I need to update a column in a PostGIS database.
I want to do that with this:
UPDATE
cj_geometry
SET
groundgeometry = CASE WHEN NOT ST_IsValid(groundgeometry) THEN ST_Multi(
ST_CollectionExtract(
ST_MakeValid(groundgeometry),
3
)
) ELSE ST_MakeValid(groundgeometry) END
It's around 65.000.000 lines.
I let it run for an hour or so, then realized that there is no space left on device, so I quit the query and restarted the database. It did restart, but it's now super big, without new data. So two questions:
Postgres does not release storage back to the OS by default. Databases tend only to grow, so there's not much call to release storage back. Postgres keeps this storage around so that future inserts and updates and simply reuse space that points to dead tuples. This is faster than asking the OS to extend the size of the file.
To reclaim assigned storage you can do a full vacuum. This essentially transfers the table to a new file, compacting the backing-file to its smallest possible size. This requires that you have enough space to store the old backing-file and the new-backing file simultaneously. So if you are very low on disk space, then this may not be an option.
VACUUM (FULL) mytable;
If you cannot do a full vacuum because of limited disk space, then your only options are to dump and reload the table, or to transfer the table to and from a tablespace on a different disk (mentioned in more detail below). Other the two, dump and reload is perhaps the simpler option. You need to dump/export the table to a different host or partition, truncate/drop the table, and then load/import the table again. This may require you to (temporarily) drop any foreign key constraints that point to your table. As such, to keep database integrity, you must stop and prevent any other users from accessing the database whilst you are performing this process. Once you have restored all the dropped constraints you can re-enable access to the database.

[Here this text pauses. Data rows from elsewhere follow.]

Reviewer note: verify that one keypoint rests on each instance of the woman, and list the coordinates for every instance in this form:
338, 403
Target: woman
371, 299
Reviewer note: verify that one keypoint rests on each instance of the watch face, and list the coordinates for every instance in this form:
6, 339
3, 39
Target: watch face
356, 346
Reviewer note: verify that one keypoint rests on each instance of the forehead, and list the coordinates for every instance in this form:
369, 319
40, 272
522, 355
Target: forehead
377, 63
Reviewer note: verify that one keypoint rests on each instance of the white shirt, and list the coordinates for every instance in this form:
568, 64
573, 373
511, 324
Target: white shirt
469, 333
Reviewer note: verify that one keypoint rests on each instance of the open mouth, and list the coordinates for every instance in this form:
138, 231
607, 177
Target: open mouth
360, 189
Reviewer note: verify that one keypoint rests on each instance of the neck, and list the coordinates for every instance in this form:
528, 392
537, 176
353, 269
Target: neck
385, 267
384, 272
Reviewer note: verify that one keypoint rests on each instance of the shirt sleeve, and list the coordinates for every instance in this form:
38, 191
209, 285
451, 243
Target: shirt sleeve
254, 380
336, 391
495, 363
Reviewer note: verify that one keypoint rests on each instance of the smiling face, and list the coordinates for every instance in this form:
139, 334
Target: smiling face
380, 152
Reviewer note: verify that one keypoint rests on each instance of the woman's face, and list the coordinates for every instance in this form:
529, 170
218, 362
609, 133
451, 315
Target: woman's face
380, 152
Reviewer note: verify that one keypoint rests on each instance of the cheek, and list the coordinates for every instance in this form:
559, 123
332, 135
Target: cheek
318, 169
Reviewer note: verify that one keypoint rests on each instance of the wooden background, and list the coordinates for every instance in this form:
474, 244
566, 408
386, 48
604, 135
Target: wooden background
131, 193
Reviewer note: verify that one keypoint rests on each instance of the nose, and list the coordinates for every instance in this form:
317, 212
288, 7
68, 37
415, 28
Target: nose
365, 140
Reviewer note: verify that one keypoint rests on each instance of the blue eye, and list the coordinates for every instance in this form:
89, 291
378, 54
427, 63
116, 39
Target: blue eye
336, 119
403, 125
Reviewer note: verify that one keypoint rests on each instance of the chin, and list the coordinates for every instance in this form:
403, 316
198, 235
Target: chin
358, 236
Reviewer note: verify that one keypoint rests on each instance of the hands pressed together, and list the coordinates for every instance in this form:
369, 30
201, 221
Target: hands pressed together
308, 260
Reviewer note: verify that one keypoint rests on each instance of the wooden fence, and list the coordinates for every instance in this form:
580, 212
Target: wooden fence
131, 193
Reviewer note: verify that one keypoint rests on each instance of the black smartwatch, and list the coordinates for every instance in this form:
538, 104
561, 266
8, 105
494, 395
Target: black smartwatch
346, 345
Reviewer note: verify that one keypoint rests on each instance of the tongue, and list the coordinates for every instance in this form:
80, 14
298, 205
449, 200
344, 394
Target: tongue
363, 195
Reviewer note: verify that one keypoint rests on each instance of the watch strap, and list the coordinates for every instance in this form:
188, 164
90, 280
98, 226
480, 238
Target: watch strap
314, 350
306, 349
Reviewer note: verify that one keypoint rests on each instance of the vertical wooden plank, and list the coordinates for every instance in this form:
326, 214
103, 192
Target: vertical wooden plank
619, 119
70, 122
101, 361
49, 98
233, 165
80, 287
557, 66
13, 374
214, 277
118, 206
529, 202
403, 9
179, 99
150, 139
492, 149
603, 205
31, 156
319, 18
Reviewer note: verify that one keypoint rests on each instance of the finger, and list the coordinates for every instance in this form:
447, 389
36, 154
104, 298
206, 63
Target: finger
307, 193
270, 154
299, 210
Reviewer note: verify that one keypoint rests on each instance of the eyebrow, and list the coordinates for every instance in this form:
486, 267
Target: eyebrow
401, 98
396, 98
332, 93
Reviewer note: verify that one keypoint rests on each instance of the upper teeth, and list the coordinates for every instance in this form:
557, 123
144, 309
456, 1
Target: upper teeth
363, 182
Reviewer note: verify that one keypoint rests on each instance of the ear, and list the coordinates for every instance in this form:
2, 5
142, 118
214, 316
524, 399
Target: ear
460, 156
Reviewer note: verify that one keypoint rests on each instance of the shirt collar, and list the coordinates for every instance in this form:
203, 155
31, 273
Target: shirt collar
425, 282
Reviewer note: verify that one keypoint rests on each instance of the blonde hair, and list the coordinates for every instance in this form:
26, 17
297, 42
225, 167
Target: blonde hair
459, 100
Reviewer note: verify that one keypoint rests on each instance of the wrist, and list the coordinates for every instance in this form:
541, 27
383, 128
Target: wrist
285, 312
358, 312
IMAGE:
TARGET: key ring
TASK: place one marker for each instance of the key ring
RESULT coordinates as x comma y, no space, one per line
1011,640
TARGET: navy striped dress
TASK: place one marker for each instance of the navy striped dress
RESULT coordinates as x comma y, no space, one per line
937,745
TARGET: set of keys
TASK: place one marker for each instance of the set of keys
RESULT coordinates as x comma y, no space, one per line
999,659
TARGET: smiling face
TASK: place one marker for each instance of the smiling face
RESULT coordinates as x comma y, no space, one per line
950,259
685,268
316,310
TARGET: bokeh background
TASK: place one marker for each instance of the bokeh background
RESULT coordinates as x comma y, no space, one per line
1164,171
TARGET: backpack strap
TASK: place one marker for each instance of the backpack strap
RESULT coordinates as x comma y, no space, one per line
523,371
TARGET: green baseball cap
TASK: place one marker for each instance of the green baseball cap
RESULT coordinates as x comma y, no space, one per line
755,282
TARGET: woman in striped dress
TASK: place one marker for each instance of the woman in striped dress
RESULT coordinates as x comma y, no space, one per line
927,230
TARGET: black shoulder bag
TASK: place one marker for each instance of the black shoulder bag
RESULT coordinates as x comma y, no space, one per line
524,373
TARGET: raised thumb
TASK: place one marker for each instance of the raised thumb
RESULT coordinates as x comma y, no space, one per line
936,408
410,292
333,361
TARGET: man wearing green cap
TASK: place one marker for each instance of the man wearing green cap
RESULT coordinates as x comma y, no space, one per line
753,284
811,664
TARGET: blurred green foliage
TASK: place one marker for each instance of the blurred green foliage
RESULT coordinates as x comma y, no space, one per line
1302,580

If you do not have enough space on the current disk that hosts your postgres data directory, but you do have a separate disk on your host that does have enough space, then you can use it to trim the table without the data ever leaving the postgres server. This approach has the benefit of postgres being able to maintain its ACID guarantees without any manual assistance from you. To do this you need to:
postgres
user)ALTER TABLE
to use this new tablespace. This will transfer the table to your other disk, compacting it as it goes.Mount the disk and create a directory on the mount point that is owned by postgres
. Then make the directory available as a tablespace in postgres:
CREATE TABLESPACE recoveryspace LOCATION '/path/to/mount/postgresql/data';
This is a big operation, and access to the table will be blocked whilst this operation is ongoing.
-- send table to disk with free space.
-- this compacts the table, and releases the space on your primary disk
ALTER TABLE mytable SET TABLESPACE recoveryspace;
-- send the table back to your primary tablespace/disk
ALTER TABLE mytable SET TABLESPACE pg_default;
Once you have transferred the table back to its original tablespace, you can drop the tablespace and then unmount the disk.
DROP TABLESPACE recoveryspace;
To avoid this problem in future you can do incremental updates. This reduces the total number of reachable tuples at any given time, and so reduces the maximum size of the backing-file. That is, when you update every row in a table, postgres must be able to access every before and after row at the point you commit the transaction. This means that the backing file will have to be twice its normal size to accommodate all these rows.
If you only update 1 million rows or so at time, then the total size of the backing file only needs to be large enough to accomodate 66 million tuples (65m + 1m). When you update the next batch, there will be 1 million tuples that are no longer reachable, and postgres can safely reuse this space. You will likely have to tell postgres that it should recycle these unreachable tuples though. For this technique to work, there must be no long running transactions that mean that the old rows are still reachable.
BEGIN;
UPDATE mytable SET mycol = newval WHERE <criteria>;
COMMIT;
VACUUM; -- recycles unreachable tuples, but retains file storage
<criteria>
should be able to exclude previously updated rows. A simple criteria is to use a unique column or primary key on the table. eg.
UPDATE mytable
SET mycol = f(x)
WHERE id in (
SELECT id FROM mytable WHERE 0 <= id 1000000
);
-- and then on the next update
WHERE 1000000 <= id < 2000000
You can run this update in a loop (commiting and vacuuming between each update), changing the ids to update each time and until all rows have been successfully updated.
This requires you to keep track of which ids have been updated. If you can inspect a row and tell if it needs updating then you do not need to keep track of the id column between queries. Instead use that in the where clause when selecting which ids to update.
UPDATE mytable
SET mycol = f(x)
WHERE id in (
SELECT id FROM mytable
-- exclude rows that have been successfully updated
WHERE is_invalid(mycol)
LIMIT 1000000
)
If there is no unique identifier on the table then you can use the system column ctid
to help you limit which rows are selected for update. This will require you to be able to tell if a row needs updating or not. If you cannot then simply add a temporary boolean column (with no default) and set to true when updated. At the end of the updates you can then drop the column. This will lead to some bloat in table, but this will disappear over time as the rows get updated.
UPDATE
mytable
SET
mycol = f(x)
WHERE
ctid IN (
SELECT ctid FROM mytable
WHERE is_invalid(mycol)
LIMIT 1000000
);
ALTER TABLE mytable ADD COLUMN updated boolean;
BEGIN;
UPDATE
mytable
SET
mycol = f(x), updated = true
WHERE
ctid IN (
SELECT ctid FROM mytable
WHERE updated IS NULL
LIMIT 1000000
);
COMMIT;
VACUUM;
-- repeat update, commit and vacuum until done
-- clean up table
ALTER TABLE mytable DROP COLUMN updated;